At 5'9" and 150 pounds (soaking wet) Soto always seemed to earn a special place in the heart of Utah basketball fans. The tiny, yet bulldog-ish guard was one of most intense players to ever pull on a crimson and white jersey. His hands were a magnet for loose balls and he slid across the Huntsman hardwood more often than an electric sander.
Fans loved the fact that he hustled for 40 minutes a night and never grew tired. Fans got a kick out of watching a man, or boy as most still call him, half the size of everyone on the floor dominate. In fact, Rick Majerus once said that Soto's size, "was the only thing keeping him from being an All-American."
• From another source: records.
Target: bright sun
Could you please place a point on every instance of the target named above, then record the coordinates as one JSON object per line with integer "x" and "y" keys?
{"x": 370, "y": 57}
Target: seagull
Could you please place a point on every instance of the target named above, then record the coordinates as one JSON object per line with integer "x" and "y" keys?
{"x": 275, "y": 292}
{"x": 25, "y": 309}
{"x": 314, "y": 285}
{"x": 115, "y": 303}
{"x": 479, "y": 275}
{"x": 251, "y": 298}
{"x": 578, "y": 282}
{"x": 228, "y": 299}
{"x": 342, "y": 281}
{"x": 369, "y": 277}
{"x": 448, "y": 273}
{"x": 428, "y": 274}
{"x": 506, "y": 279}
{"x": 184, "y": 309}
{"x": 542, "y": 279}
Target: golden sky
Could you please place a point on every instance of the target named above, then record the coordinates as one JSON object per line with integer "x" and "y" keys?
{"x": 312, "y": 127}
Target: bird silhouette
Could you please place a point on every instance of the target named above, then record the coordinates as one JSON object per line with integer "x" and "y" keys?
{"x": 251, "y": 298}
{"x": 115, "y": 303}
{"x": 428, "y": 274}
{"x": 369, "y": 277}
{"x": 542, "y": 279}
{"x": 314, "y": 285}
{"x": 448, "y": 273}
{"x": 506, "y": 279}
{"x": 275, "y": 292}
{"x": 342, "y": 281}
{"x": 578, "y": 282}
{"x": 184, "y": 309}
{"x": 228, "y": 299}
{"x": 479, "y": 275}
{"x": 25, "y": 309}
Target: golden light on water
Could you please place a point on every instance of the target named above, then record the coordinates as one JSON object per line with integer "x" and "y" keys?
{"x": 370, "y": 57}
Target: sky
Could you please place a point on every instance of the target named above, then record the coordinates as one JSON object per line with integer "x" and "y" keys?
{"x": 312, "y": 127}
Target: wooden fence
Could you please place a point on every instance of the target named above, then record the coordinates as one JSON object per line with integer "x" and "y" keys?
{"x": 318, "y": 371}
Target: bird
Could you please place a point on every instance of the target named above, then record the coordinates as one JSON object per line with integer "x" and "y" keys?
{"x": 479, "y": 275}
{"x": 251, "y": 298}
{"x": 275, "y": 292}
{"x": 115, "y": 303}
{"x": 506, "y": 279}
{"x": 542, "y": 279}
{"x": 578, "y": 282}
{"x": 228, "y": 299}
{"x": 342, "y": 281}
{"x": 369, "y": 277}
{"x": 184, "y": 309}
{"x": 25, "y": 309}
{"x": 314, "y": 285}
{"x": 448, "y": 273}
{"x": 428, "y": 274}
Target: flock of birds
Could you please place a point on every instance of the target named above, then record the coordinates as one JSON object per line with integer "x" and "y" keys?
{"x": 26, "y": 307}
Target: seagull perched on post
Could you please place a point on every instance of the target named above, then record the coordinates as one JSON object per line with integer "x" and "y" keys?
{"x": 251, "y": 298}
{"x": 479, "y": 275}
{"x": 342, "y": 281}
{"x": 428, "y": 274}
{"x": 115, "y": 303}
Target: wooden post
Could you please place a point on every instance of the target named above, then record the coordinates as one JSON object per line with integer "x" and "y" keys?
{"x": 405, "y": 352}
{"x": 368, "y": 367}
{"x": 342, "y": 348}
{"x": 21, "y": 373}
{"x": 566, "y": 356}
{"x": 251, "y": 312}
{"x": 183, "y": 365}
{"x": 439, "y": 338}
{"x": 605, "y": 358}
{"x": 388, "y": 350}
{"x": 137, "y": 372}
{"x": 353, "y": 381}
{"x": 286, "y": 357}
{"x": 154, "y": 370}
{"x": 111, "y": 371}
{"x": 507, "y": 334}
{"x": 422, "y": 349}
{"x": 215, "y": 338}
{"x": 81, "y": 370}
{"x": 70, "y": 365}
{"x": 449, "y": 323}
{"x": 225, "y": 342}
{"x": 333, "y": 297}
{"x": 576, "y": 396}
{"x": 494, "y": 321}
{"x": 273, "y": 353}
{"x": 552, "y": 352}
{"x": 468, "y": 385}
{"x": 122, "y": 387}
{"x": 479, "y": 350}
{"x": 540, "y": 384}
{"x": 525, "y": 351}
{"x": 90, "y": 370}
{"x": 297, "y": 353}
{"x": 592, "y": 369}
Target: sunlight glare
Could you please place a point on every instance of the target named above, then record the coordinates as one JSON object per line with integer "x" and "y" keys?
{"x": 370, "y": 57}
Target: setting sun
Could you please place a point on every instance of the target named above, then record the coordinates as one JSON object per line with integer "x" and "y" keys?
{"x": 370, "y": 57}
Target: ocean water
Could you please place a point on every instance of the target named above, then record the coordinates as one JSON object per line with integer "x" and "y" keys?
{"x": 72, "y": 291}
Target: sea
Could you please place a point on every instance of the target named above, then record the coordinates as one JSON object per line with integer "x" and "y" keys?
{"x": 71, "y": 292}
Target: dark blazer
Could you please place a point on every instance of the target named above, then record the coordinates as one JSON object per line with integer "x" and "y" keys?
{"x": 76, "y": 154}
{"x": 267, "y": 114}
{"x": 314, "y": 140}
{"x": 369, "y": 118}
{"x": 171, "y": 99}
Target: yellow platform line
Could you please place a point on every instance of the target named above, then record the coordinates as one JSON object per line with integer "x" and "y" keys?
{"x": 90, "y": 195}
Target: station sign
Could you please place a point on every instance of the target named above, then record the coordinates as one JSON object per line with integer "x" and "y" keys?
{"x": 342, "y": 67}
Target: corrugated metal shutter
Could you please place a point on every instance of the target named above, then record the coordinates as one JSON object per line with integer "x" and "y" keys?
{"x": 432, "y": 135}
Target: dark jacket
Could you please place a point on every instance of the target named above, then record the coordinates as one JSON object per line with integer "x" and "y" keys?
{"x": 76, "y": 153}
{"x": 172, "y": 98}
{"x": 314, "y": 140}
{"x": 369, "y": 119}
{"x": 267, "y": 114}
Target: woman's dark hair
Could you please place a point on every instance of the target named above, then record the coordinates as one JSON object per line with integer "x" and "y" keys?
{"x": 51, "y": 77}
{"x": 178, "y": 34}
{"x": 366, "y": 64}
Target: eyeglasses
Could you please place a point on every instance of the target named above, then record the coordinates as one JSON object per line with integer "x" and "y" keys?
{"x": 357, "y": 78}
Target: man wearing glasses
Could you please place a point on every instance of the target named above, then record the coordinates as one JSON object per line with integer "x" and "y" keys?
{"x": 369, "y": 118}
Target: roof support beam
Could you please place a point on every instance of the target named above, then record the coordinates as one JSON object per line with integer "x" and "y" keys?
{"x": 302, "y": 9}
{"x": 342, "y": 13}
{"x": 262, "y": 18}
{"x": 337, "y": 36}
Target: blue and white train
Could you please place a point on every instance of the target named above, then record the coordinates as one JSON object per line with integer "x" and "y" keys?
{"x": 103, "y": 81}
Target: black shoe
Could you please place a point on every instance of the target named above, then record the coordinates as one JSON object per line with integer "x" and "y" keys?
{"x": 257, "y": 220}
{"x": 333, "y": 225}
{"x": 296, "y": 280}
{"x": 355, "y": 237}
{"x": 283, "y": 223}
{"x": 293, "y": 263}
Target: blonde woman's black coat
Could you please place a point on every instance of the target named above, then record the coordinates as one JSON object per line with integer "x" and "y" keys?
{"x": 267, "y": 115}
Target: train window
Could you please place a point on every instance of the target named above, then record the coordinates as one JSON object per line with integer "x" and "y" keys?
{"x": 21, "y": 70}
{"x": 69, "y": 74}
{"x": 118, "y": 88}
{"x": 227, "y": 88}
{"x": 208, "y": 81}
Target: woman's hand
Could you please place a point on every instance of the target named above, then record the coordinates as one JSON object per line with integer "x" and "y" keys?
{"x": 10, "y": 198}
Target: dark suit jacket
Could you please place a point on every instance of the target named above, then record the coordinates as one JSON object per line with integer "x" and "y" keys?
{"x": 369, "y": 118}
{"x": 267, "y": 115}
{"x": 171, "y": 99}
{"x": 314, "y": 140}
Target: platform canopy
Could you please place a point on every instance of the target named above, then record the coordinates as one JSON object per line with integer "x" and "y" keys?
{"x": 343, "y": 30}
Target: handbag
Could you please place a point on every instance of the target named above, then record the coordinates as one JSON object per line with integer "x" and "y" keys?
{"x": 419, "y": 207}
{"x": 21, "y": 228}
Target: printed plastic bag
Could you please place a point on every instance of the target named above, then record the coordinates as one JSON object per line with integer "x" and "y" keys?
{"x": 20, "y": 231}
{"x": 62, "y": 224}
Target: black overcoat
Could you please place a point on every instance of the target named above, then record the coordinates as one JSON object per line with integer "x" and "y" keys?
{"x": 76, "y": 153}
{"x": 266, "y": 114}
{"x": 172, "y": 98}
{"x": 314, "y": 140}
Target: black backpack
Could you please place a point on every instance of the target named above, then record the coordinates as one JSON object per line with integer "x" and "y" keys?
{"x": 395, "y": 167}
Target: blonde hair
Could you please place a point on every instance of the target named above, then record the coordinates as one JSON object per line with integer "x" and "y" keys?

So you can understand why, when the players for both Utah and BYU were announced, Soto's ovation was the loudest.
"The people here were always great to me, which is why I wanted to come back and play in this game," said Soto. "It brought back a lot of good memories."
Soto was Utah's iron man during his four years. Majerus routinely played Soto 36 to 38 minutes a night without a thought that his floor general would grow winded and ineffective. Soto was one of the best conditioned athletes to ever streak up and down a court, and he never slowed down.
"I always went my hardest because I had to," said Soto. "The best way for me to get shots was to outrun people. I couldn't really post up or go inside to much, so I ran."
It makes you wonder what happened.
Utah coach Jerry Pimm didn't play Soto until the start of the second quarter. No more than four minutes in, Soto was gassed.
"I'm nowhere near good enough shape to play a whole game now," said Soto. "I don't hardly play anymore."
Soto spent three years playing pro ball overseas, two in Mexico and one in Puerto Rico, but gave up the sport to settle down here with his wife Brooke.
"I grew up in Salt Lake and wanted to make my home here," said Soto.
While many are still waiting for Soto to grow up and even comment on his youthful complexion, Soto doesn't mind.
Afterall, he could look like the rest of the Legends.